When President George H. W. Bush debated Bill Clinton and Ross Perot in 1992, Mr. Clinton established his credentials against the charge that he was merely the "failed governor of a small state." Voters were able to compare Mr. Clinton with the president who had presided over the end of the cold war. As Mr. Clinton recalled in 2000, they wanted reassurance about his foreign policy expertise and knowledge of national issues. "I just wanted to try to make sure that people had no questions about my competence when the debate was over," he said.
Like George H. W. Bush in 1992, Gerald Ford in 1976 presumed that his debates against Jimmy Carter would demonstrate his stature and foreign policy experience in contrast to that of a little-known Southern governor. But when Mr. Ford insisted that there was "no Soviet domination of Eastern Europe and there never will be under a Ford administration," many voters thought the emperor had shown that he had no clothes.

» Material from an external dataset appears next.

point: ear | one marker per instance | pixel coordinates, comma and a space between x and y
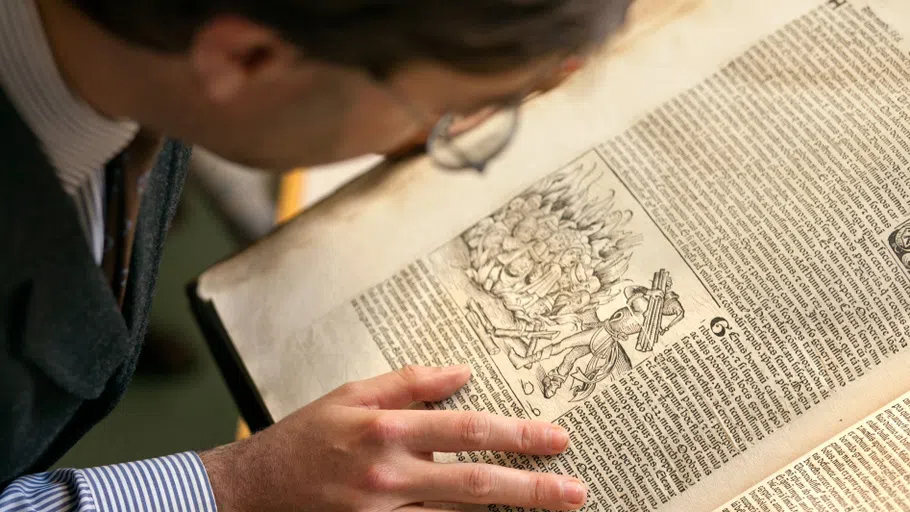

In retrospect, we know that Mr. Ford meant that he would never accept the Soviet control of Eastern Europe. But at the time it wasn't clear, and Mr. Carter exploited the opening: "I would like to see Mr. Ford convince the Polish-Americans and the Czech-Americans and the Hungarian-Americans in this country that those countries don't live under the domination and supervision of the Soviet Union behind the Iron Curtain." Despite damage control efforts by Mr. Ford's chief of staff, Dick Cheney, some voters suspected that the president might not be everything he was cracked up to be.
Mr. Ford went on to lose in 1976, of course; the first incumbent president to open himself to debate may have been the first victim of the tradition he started. Mr. Carter later said that if it weren't for televised debates, he could never have defeated an incumbent president. If John Kerry should defeat George W. Bush this year, he may well say the same thing.
Michael Beschloss is the author, most recently, of "The Conquerors: Roosevelt, Truman and the Destruction of Hitler's Germany."